Through the kindness of Don Augustin Becerra there was sent out from Urique to the orange plantation a very large mule for my personal comfort. This animal was of the pinto variety and a fine traveler. After my desperate encounters with "Old Steamboat" it was positive luxury to ride him. He had some faults, however; he was fresh and fast, so kept well in advance of the rest of the train. When we neared this particularly dangerous place my mule took up a gentle trot and went pounding around the curve in a way that almost turned my hair gray, and I know we all breathed more freely after getting away from the perilous spot.
The Mexican town of Urique, numbering some three thousand people, was first established in 1612, years before the first pilgrim landed on Plymouth Rock, and yet it is as unknown as though in the interior of Africa. That living cave and cliff dwellers should be found but a little way off from the rough and even dangerous trail that leads to the secluded town which no one troubled himself to report to the world outside, shows what a wonderful isolation can exist and still be called civilization. The only way out of and into the town was on the back of the melancholy mule, and an old resident told me he believed that three-fourths of the people had never seen a wagon, not even the wooden carts of the Mexicans that so remind one of scriptural times; certainly no wagon or cart was ever hauled through the streets of Urique. In this deep barranca there is just room enough for the Urique River (a beautiful stream), and alongside of it, straggling out for a couple of miles or more, a row of houses hugging the banks of the stream, then a narrow street and a similar row of houses crowded up on the slope of the mountain. Back of this rise abruptly the steep, broken crests of the Sierra Madres. On the opposite side of the river there is only room now and then for a chance house that clings to the steep sides of the hills or burrows into them.
URIQUE FROM THE RIVER.
We rode with a great clatter up the single street lying white and still in the noonday sun, and had we not known that preparations had been made for us—as our arrival was anticipated by Don Augustin Becerra—we might have mistaken the place for a deserted village. After riding a mile through the street we reached a little plaza about twenty-five feet square, where the mountains receded and made room for this level little patch of ground. Here one of the great wooden doors of the apparently deserted houses opened and our host came forth, followed by a number of others.

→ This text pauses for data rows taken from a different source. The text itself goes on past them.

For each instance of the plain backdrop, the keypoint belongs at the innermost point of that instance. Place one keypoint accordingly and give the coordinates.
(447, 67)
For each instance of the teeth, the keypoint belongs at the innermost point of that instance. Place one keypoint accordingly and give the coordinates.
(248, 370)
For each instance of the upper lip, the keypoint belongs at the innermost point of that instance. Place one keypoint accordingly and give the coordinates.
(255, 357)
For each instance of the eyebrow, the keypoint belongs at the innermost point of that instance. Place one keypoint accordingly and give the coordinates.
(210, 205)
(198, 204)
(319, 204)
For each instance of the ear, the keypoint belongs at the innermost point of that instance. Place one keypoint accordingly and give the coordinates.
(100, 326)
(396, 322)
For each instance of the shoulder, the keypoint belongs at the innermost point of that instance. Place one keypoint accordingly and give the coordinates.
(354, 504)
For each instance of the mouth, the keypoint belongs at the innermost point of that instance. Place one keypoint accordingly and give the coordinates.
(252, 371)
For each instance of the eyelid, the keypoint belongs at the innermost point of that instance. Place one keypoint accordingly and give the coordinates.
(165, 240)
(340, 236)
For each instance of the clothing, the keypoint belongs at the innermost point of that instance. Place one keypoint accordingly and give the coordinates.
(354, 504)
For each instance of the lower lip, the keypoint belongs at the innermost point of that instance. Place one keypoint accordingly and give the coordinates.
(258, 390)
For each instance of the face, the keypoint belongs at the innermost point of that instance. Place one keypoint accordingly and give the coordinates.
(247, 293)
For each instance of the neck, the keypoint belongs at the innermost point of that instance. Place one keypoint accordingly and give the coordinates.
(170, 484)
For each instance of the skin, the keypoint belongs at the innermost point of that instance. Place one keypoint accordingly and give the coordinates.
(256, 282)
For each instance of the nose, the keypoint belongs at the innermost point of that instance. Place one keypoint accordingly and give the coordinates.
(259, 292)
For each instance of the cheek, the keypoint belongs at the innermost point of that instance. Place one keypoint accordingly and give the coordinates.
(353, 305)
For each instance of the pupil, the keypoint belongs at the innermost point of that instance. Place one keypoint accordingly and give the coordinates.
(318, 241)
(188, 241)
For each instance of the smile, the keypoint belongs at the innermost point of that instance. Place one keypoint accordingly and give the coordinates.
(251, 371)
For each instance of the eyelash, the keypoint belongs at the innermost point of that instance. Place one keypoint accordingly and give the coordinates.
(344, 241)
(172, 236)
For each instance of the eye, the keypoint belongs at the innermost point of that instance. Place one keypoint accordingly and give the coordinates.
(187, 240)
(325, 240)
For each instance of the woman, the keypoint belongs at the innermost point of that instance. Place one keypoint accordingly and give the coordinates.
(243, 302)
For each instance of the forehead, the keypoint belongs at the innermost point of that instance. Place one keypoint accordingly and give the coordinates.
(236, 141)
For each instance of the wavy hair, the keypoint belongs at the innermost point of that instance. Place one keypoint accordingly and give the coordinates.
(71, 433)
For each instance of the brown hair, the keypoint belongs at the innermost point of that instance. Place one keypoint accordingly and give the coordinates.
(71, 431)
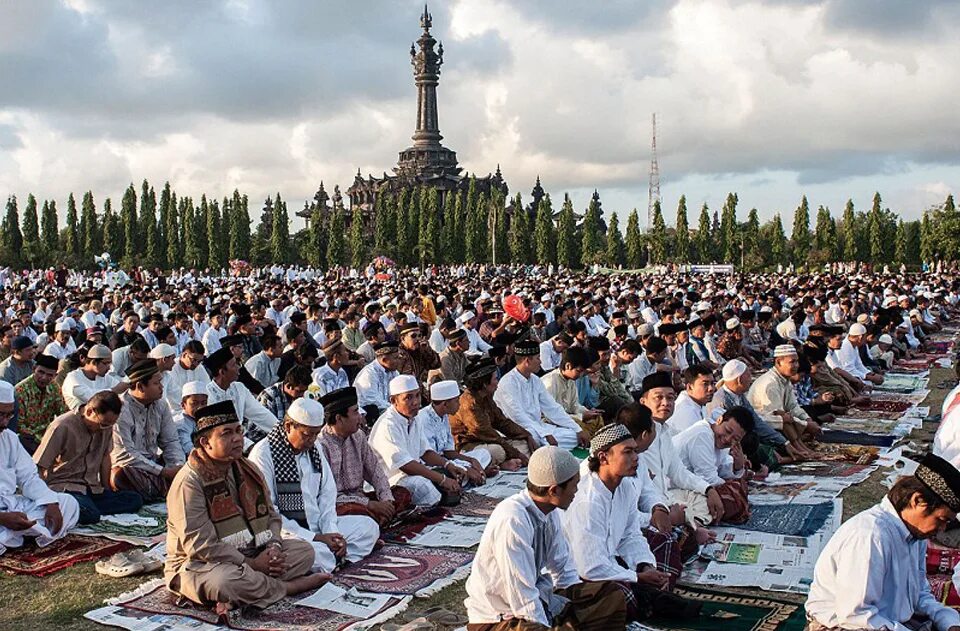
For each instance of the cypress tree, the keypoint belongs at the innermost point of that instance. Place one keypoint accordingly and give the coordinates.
(658, 236)
(705, 247)
(544, 233)
(31, 232)
(614, 243)
(358, 245)
(71, 235)
(11, 238)
(682, 253)
(335, 250)
(634, 241)
(801, 232)
(566, 235)
(128, 218)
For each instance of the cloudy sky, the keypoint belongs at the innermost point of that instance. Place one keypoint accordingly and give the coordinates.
(773, 99)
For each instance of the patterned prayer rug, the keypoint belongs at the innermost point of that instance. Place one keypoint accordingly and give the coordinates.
(800, 520)
(724, 612)
(59, 555)
(406, 570)
(282, 616)
(474, 505)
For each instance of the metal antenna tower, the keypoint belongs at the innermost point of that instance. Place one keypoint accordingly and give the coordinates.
(654, 191)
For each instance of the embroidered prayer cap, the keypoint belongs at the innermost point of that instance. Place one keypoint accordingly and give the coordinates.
(784, 350)
(161, 351)
(339, 400)
(306, 412)
(857, 329)
(192, 388)
(218, 360)
(6, 392)
(403, 383)
(658, 379)
(551, 465)
(386, 348)
(47, 361)
(210, 416)
(733, 369)
(99, 351)
(526, 348)
(444, 390)
(942, 478)
(607, 437)
(142, 370)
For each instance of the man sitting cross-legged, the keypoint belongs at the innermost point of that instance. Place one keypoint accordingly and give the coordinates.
(223, 535)
(523, 576)
(354, 464)
(74, 458)
(602, 527)
(304, 491)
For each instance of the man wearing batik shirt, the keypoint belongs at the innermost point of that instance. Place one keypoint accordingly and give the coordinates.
(354, 463)
(39, 402)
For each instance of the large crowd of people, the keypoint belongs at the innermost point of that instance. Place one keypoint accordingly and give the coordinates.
(286, 418)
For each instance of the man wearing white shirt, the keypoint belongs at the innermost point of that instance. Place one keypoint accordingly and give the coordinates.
(691, 404)
(872, 573)
(304, 492)
(92, 377)
(398, 440)
(524, 400)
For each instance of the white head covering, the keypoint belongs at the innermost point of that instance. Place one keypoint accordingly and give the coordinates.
(306, 412)
(403, 383)
(444, 390)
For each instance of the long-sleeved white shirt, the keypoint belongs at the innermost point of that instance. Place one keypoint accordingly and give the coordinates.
(319, 491)
(699, 454)
(522, 559)
(872, 575)
(600, 526)
(686, 412)
(373, 385)
(525, 401)
(667, 470)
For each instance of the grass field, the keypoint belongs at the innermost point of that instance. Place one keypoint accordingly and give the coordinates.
(59, 601)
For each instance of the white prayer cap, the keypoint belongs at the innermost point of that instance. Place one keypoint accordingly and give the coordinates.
(403, 383)
(444, 390)
(162, 350)
(784, 350)
(551, 465)
(6, 392)
(306, 412)
(733, 369)
(193, 387)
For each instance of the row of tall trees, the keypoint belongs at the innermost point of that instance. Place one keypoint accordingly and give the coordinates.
(415, 226)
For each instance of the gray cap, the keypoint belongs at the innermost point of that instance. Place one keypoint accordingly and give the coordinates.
(551, 465)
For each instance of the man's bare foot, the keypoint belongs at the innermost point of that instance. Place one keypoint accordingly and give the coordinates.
(305, 583)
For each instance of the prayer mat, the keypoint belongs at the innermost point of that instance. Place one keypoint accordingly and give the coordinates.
(406, 570)
(857, 438)
(61, 554)
(474, 505)
(154, 598)
(724, 612)
(799, 520)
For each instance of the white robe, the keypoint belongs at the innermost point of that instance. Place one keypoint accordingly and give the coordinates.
(319, 490)
(23, 491)
(508, 577)
(600, 526)
(872, 575)
(526, 401)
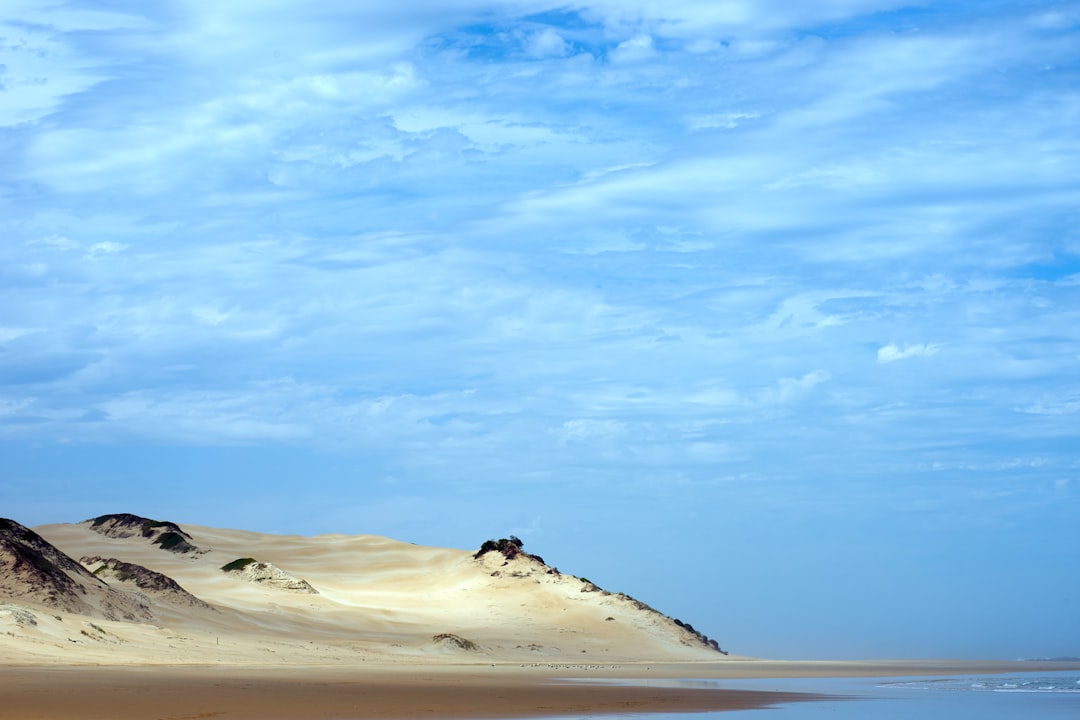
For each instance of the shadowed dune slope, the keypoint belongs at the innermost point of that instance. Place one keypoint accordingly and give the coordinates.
(335, 599)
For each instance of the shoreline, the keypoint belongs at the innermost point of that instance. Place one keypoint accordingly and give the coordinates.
(403, 691)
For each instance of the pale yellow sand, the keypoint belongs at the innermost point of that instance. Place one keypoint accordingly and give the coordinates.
(364, 646)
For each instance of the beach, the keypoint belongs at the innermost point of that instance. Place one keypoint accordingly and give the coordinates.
(163, 692)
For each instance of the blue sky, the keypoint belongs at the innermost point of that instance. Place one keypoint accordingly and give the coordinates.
(763, 312)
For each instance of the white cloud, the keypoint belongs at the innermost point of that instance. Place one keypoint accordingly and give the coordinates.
(891, 353)
(547, 43)
(636, 49)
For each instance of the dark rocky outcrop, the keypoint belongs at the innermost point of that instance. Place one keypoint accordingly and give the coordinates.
(35, 572)
(167, 535)
(150, 582)
(268, 574)
(510, 548)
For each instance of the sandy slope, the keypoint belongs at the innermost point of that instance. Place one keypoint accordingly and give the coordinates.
(378, 600)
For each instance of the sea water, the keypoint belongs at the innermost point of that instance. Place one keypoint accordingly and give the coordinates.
(1017, 696)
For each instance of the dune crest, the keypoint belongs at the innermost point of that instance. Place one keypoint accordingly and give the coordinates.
(327, 599)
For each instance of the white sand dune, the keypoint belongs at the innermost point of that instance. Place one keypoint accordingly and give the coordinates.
(375, 600)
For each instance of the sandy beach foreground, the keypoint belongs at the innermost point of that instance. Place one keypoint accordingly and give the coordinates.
(461, 691)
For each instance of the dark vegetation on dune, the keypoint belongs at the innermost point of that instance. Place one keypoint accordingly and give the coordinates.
(167, 535)
(143, 578)
(238, 565)
(511, 548)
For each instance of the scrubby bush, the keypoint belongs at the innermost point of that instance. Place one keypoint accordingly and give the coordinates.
(510, 547)
(237, 565)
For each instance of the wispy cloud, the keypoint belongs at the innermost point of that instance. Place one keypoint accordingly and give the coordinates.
(781, 255)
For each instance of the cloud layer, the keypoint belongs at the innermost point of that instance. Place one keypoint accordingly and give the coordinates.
(795, 262)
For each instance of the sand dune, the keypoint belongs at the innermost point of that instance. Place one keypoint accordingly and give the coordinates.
(327, 599)
(162, 621)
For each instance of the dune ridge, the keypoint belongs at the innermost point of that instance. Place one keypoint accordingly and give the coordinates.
(151, 592)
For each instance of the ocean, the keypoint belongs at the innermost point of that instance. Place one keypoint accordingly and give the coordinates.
(1017, 696)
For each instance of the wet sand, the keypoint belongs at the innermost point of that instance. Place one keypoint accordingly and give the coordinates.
(414, 691)
(172, 693)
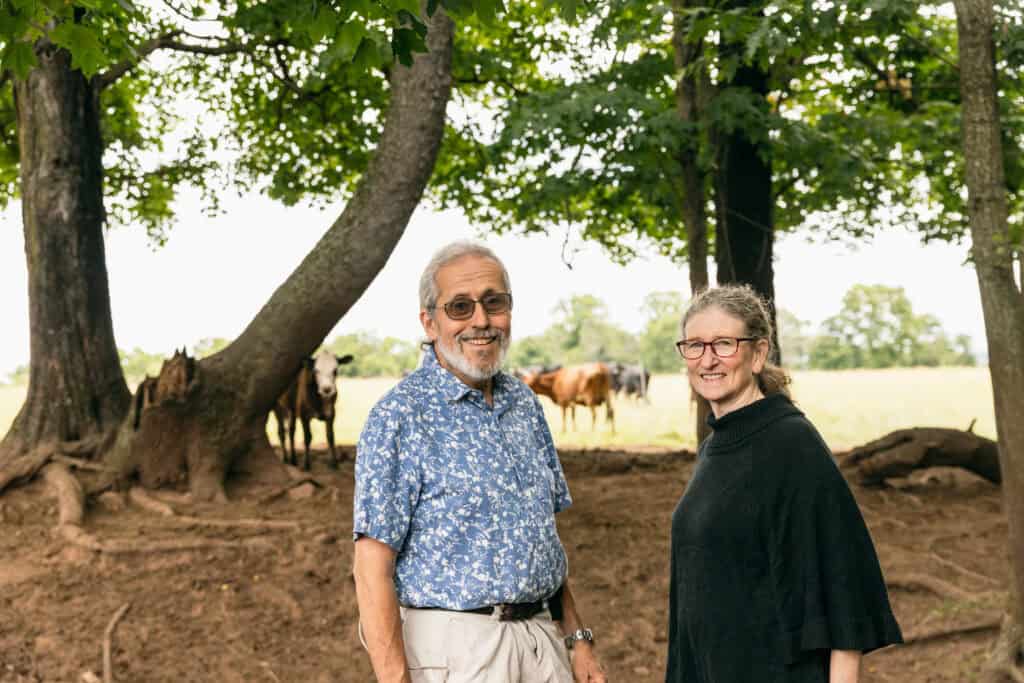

By the time the whole party reached the plaza there were one or two hundred Mexicans congregated to welcome us and see us alight. As there were no accommodations of any sort in the town for travelers, Don Augustin Becerra, with the graceful courtesy of a Mexican gentleman, had moved out of his own home and literally placed his whole house and all it contained at our disposal; and this was done as though it were the most commonplace thing in the world, and without the least sign of ostentatious politeness. I doubt very much whether any American under the same circumstances would have done as much. His father, Don Buenaventura Becerra, lived here also, and both united in showering on us the most acceptable acts of hospitality during our whole stay; and these were doubly welcome, coming as they did in such a spontaneous and wholly unexpected manner.